Team Canada draws 1-1 with Japan in women’s soccer opener
Captain Christine Sinclair got Canada off to a hot start, but a late strike levelled things for the Tokyo 2020 hosts on Wednesday.
Playing in her 300th game for Canada, Sinclair scored in just the sixth minute of play at the Sapporo Dome, slotting home her own rebound from close range. It was her 187th international goal, the most of any player in the sport’s history, and allowed Canada to play a confident and composed style for the remainder of the first half.
That dynamic was shaken up just a few minutes into the second half, however, when Canadian goalkeeper Stephanie Labbé slid out to prevent a scoring chance by Japan’s Mina Tanaka. The referee initially awarded Canada a free kick, based on heavy contact between the players and an apparent injury to Labbé.
After the use of video review, however, the referee awarded Japan a penalty kick. Labbé stayed in the game long enough to dramatically save Tanaka’s penalty-kick effort, but needed to be replaced by Kailen Sheridan shortly thereafter.

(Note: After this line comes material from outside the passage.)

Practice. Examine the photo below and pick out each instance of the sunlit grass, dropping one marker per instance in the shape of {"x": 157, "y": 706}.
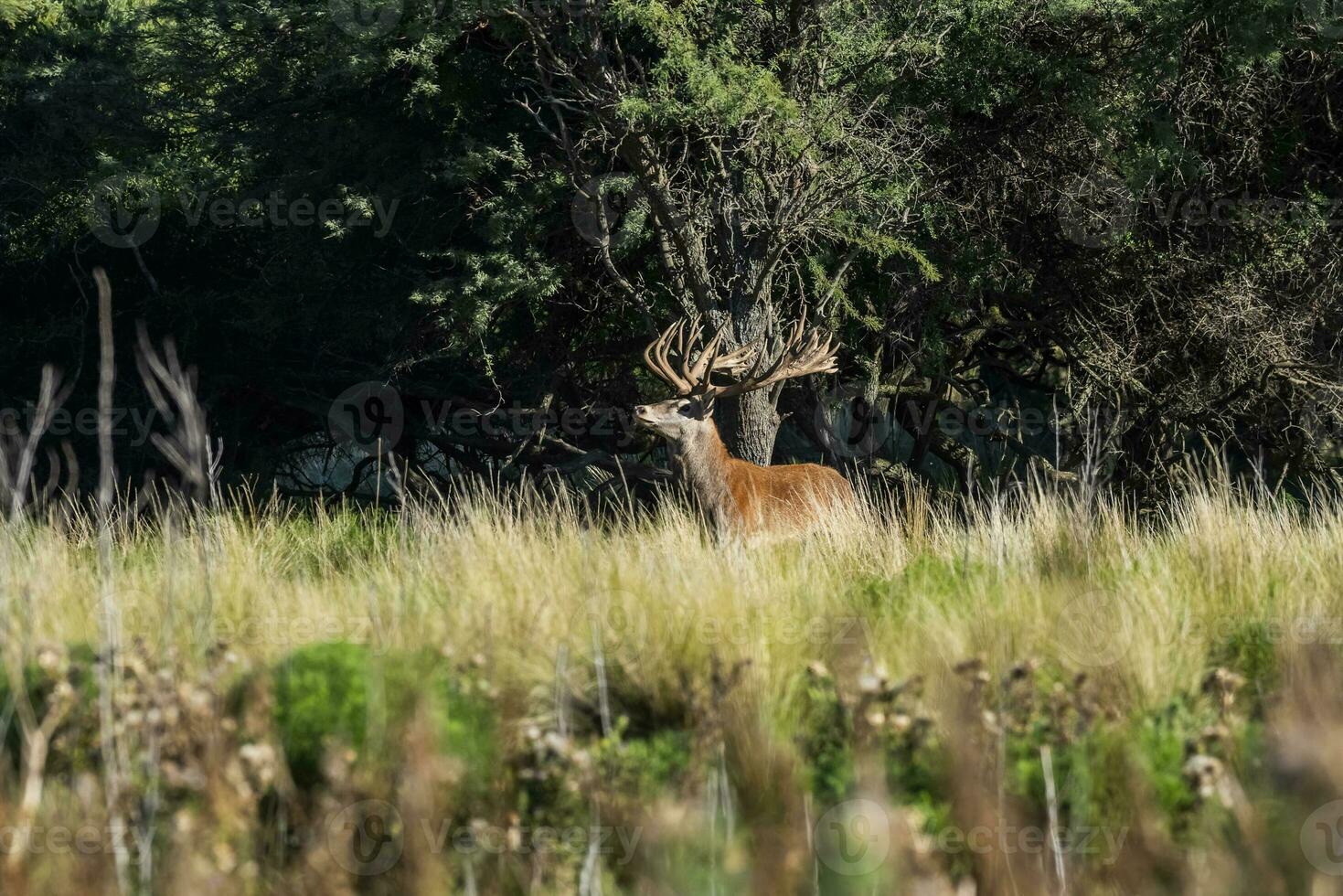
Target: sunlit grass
{"x": 513, "y": 581}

Canada thought they’d scored a second goal in the 60th minute when Janine Beckie put the ball in the back of the Japanese net, but the play was judged to be offside.
The defensive line held firm until the 84th minute, when Japanese striker Mana Iwabuchi got onto the end of a long ball and looped a shot into the corner, beyond Sheridan’s reach.
Canadian head coach Bev Priestman pressed for the win, bringing on a trio of attack-minded players (Deanne Rose, Adriana Leon and Evelyne Viens) in the latter stages of the second half. Despite a frantic finish during the eight minutes of stoppage time, neither team was able to find a winner.
“It was good to get ahead early,” Sinclair said after the match. “I thought we played pretty well at the start of the game but, yeah, it’s a shame we couldn’t hold onto the three points.”
With Great Britain defeating Chile 2-0 on Wednesday, Canada sits in third place in Group E, with two group-stage games left. The top two teams in each of the three groups, plus the top two third-place finishers, qualify for the quarterfinals.
“It’s all about the quick turnaround, so, recovery starts now,” said Sinclair. “We have to recover better than our opponents.”
Canada is looking for a third straight podium finish after earning bronze at both London 2012 and Rio 2016, and Sinclair noted that a sub-optimal start hasn’t derailed the team in the past. In London, Canada lost its opening match (coincidentally, also against Japan) but would go on to claim the country’s first-ever medal in women’s soccer.
Up next for Canada is Chile on Saturday at 3:30 a.m. ET, followed by Great Britain on July 27 at 7 a.m. ET. Despite the lost points against Japan and the uncertainty of their No. 1 goalkeeper’s injury status, Canada has everything yet to play for.
“Anything can happen,” said Sinclair. “We take the point off the host country and we move on.”